Last week, I overheard one woman tell another, “I’m having a hard time with him lately. When he goes to his dad’s, it’s anything goes. Then when he comes back to me he doesn’t listen and has a horrible attitude. And I have to be the bad guy.”
This past weekend, I heard a father (different family entirely) say, “I get so little time with my kids. I don’t want to spend it enforcing rules! I want them to be carefree and have fun so they have happy memories of their visits with me.”
I clearly see both sides of this all-too-common scenario. Mom feels like Dad is undermining her efforts to raise a respectful young man. Dad doesn’t want to risk spoiling a few precious hours over a non-life-threatening infraction”. Tempers flare as Mom asserts, “He needs structure!” And Dad argues, “Let them have some fun!” …And they’re both right.

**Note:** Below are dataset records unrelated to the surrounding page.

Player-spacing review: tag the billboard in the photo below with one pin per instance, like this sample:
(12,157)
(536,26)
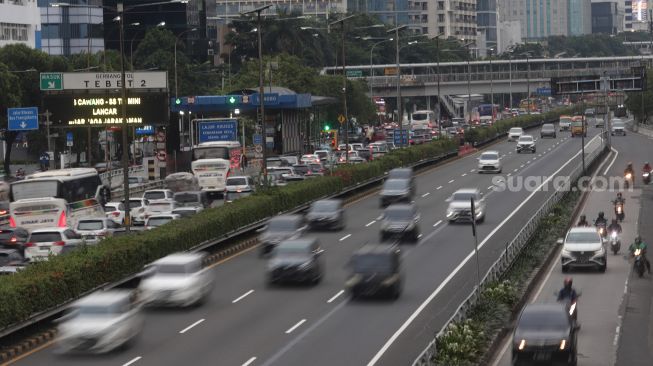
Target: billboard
(106,109)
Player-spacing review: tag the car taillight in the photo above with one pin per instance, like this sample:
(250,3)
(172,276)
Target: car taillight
(62,219)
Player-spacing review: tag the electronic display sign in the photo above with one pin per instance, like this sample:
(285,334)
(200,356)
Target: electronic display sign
(72,110)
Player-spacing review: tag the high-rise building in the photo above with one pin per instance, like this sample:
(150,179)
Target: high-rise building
(72,29)
(20,23)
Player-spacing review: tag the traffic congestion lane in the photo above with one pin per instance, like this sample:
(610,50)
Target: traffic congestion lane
(239,275)
(598,307)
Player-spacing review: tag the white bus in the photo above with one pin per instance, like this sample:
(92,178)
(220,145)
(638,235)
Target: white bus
(211,174)
(56,198)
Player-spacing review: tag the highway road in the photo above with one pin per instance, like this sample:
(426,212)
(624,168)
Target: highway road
(599,307)
(246,323)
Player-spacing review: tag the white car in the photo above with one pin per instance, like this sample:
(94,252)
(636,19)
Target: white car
(158,207)
(115,211)
(50,241)
(489,161)
(525,143)
(460,206)
(100,323)
(176,280)
(514,133)
(158,194)
(583,247)
(155,221)
(95,229)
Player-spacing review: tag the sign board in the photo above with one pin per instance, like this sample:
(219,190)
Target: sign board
(113,80)
(106,109)
(51,81)
(354,73)
(23,119)
(399,139)
(217,130)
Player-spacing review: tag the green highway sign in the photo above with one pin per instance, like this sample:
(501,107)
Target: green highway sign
(354,73)
(51,81)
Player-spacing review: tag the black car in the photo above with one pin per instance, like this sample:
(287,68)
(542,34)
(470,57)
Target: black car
(14,238)
(375,271)
(280,228)
(545,334)
(326,214)
(296,261)
(400,221)
(396,190)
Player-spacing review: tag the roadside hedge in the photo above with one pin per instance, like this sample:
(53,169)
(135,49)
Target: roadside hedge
(46,285)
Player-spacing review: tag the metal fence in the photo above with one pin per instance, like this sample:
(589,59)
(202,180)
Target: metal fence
(593,149)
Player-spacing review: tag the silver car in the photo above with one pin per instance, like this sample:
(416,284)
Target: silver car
(489,161)
(460,206)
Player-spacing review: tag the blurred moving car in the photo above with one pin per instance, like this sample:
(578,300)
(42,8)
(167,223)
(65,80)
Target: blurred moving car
(375,270)
(95,229)
(326,214)
(51,241)
(545,334)
(100,323)
(400,221)
(280,228)
(176,280)
(296,261)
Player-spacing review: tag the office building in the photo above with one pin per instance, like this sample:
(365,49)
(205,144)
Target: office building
(20,23)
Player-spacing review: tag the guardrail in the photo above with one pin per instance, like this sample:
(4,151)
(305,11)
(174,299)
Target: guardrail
(593,149)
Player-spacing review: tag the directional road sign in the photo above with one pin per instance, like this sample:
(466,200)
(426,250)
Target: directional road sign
(23,119)
(51,81)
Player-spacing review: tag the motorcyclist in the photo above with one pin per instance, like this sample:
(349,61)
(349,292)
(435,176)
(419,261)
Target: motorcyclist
(639,244)
(568,291)
(614,226)
(583,221)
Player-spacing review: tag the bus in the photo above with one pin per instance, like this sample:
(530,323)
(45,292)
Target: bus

This is why co-parent communication is so important. If Mom and Dad don’t talk about behavioral issues and agree on certain boundaries, what messages do their children receive? Is Mom “overbearing”? Is Dad “irresponsible”? Will they come to believe that Mom is the only rule-abiding person in the world (anything goes everywhere else)? Will they eventually see their father as unworthy of respect because he doesn’t insist on respectful behavior? (And if this is the case, will Dad assume that Mom is a poor/alienating parent because the kids’ behavior is out of control?) Will they easily learn the ropes in their two homes and act accordingly? Or will they get in more trouble with Mom because they have a hard time adjusting from “carefree” to “structure-and-consequences” in the minutes it takes to pickup/dropoff? Will they feel so conflicted that they want to choose one parent over the other?
And the issue doesn’t end at Mom’s/Dad’s house. What about the community within which the children interact? Yesterday, while relaxing on the beach, a hyper 6ish-year-old ran through our “camp” on more than one occasion. As he gleefully kicked up sand, he trampled on Drake and Josh’s towels as well. Upon returning to his own blanket, he was greeted by a smiling gentleman who had witnessed the boy’s disrespectful behavior and yet said nothing of it. As I brushed the sand off my reading material, I wondered if that was a divorced dad behind me. At first I was angry, then sympathetic. It’s only sand and water, I rationalized. I’ll keep my comments to myself and let the boy and his father enjoy the holiday.
Guilty as charged: I silently put another log on this fire.